A SPATE of under-reported positives is fast turning the latest Zimbabwean investment conference into a much-awaited event with strong pulling power for some seasoned international investors.
The Harare indaba is organised by Zimbabwe’s leading stockbroker, Imara Edwards and Group colleagues at Johannesburg-based Imara Africa Securities.
Participation at the annual event, being staged from May 27 to May 30, is by invitation only.
Positive response from those on the invitation list confirms that many investors have developed in-depth knowledge of African frontier markets in general and Zimbabwe in particular, says Tino Kambasha, executive director of Imara Edwards.
“Superficial understanding of the Zimbabwe market suggests there is little to get excited about,” he notes. “But a deeper assessment reveals significant opportunities.
“Zimbabwe remains on the ‘watch list’ of many asset managers. They are well equipped to uncover the hidden positives.
“The conclusion appears to be that some deep value opportunities exist in our market; not only in the listed space but in the private equity arena.”
Factors underpinning international interest include the following:
Company performance and potential: some Zimbabwean blue-chips are doing well, with suggestions there could be more good news to come.
In the agri-business sector, Ariston has benefited from a cash injection by its Afrifresh parent. Big volume increases appear imminent. Tea production could soar 250%, according to an Ariston report-back to shareholders. Macadamia nut production may rise 77%.
Meanwhile, BAT Zimbabwe reportedly expects its own volumes to rise in 2014. Cash generation is so good, the company has repaid outstanding debt.
Over at Barclays Bank Zimbabwe, pre-tax profit is up 70%, net profit is 40% higher and the loan book is 28% bigger.
Timing considerations: Zimbabwe’s long-term economic cycle is set to hit a low in 2014, say some commentators. Those who time their entry well could get in at or near the bottom.
The ‘sling-shot effect’: Big market moves involving global funds tend to be overdone. A sell-off often goes too far, depressing valuations to levels from which they could bounce back strongly. Earlier in the year, Zimbabwe was affected by a foreign sell-off.Advertisement
Kambasha believes foreign investors simply moved to the sidelines and will look to exploit value opportunities as the realisation grows that foreign selling went too far.
International rethink: The International Monetary Fund plans to reopen its Zimbabwe office.
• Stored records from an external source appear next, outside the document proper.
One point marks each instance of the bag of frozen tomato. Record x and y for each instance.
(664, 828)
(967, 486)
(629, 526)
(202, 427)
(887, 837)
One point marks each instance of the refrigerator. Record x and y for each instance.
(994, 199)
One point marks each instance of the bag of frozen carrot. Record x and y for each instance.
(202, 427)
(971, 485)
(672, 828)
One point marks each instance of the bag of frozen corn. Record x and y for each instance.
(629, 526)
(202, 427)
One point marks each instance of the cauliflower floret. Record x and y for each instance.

The European Union has already lifted most of the sanctions aimed at President Mugabe’s government. More positive perceptions may prompt a change in investor sentiment.
Says Kambasha: “These factors indicate that Zimbabwe deserves a closer look. It also explains why so many international delegates put the Imara investment conference high on their agenda.
“We see positive response in particular from Europe, but also from America, Asia and South Africa. Strategic interest in Zimbabwe and sub-Saharan Africa has not waned.
“Long-term positives may have been obscured by headlines about capital flight from emerging markets, but they’re still there.
“Demand for places at Imara’s Harare conference confirms it.”